Bildergeschichten – Herberge

Dieses Bild entstand vor etwa einem Vierteljahrhundert – ihr seht eine schwangere Frischvermählte und einen Trauzeugen, zu leicht gekleidet und frierend irgendwo auf einer Insel in der Fremde gestrandet am ersten Frühlingstag des Jahres, der zwar strahlend schön, aber auch frostig kalt ist.
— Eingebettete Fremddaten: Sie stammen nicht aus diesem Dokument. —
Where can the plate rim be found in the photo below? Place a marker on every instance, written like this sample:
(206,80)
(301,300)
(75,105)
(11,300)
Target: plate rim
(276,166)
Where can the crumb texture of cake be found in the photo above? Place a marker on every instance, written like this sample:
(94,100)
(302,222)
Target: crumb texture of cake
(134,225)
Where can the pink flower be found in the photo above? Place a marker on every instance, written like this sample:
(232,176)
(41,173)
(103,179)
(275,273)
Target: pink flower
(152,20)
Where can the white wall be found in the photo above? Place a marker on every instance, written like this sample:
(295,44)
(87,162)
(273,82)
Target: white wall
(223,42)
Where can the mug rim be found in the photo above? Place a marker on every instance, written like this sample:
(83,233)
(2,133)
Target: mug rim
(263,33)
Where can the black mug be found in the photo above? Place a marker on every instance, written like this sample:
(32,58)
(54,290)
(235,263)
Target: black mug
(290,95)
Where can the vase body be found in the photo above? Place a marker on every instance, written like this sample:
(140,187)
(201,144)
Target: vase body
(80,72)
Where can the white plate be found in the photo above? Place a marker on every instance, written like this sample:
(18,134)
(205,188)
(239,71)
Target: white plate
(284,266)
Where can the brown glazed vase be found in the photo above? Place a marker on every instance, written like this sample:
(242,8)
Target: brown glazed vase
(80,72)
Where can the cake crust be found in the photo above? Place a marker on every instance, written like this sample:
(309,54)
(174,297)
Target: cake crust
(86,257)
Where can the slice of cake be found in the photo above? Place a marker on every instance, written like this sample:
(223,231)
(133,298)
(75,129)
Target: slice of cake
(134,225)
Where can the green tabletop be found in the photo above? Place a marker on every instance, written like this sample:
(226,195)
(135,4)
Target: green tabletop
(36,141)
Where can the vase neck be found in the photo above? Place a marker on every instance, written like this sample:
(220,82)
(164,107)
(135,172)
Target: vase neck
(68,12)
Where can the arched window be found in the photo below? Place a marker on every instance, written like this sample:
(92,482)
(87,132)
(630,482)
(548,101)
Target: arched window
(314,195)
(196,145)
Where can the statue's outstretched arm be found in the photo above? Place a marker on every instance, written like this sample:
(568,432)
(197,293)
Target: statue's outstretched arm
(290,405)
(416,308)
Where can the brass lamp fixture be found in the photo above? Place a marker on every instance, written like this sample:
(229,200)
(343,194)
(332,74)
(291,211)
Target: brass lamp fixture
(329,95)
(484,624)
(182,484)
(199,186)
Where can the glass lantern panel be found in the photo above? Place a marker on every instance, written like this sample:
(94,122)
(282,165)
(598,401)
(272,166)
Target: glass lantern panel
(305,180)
Die Hochzeitsgesellschaft, bestehend aus dem frischgetrauten Paar und ihren zwei Trauzeugen, befindet sich am Hafen einer Ferieninsel auf der im Sommer viel los ist, doch in dieser Jahreszeit kaum ein Mensch auf den Strassen unterwegs. Auf der Insel schliessen die geöffneten Restaurants über mittag oder haben gleich ganz zu. Taxis gibt es nicht. Die Fähre zurück auf’s Festland hat ohne diese Passagiere abgelegt und die nächste wird erst Stunden später erwartet. Die Ankömmlinge sind längst gen zuhause ins Inselinnere verschwunden. Die frischgebackene Ehefrau ist festlich, aber zu dünn für einen längeren Aufenthalt im Freien gekleidet, außerdem etwas übermüdet und hungrig.
Ein einziges Auto nähert sich. Mutig entschliesst sich die Frau zu fragen, ob es in der Nähe eine Möglichkeit gibt, im Warmen auf die Fähre zu warten. Die Beifahrerin erklärt, dass zu dieser Jahreszeit nichts zu finden sei und lädt die Gestrandeten zu sich nach Hause ein.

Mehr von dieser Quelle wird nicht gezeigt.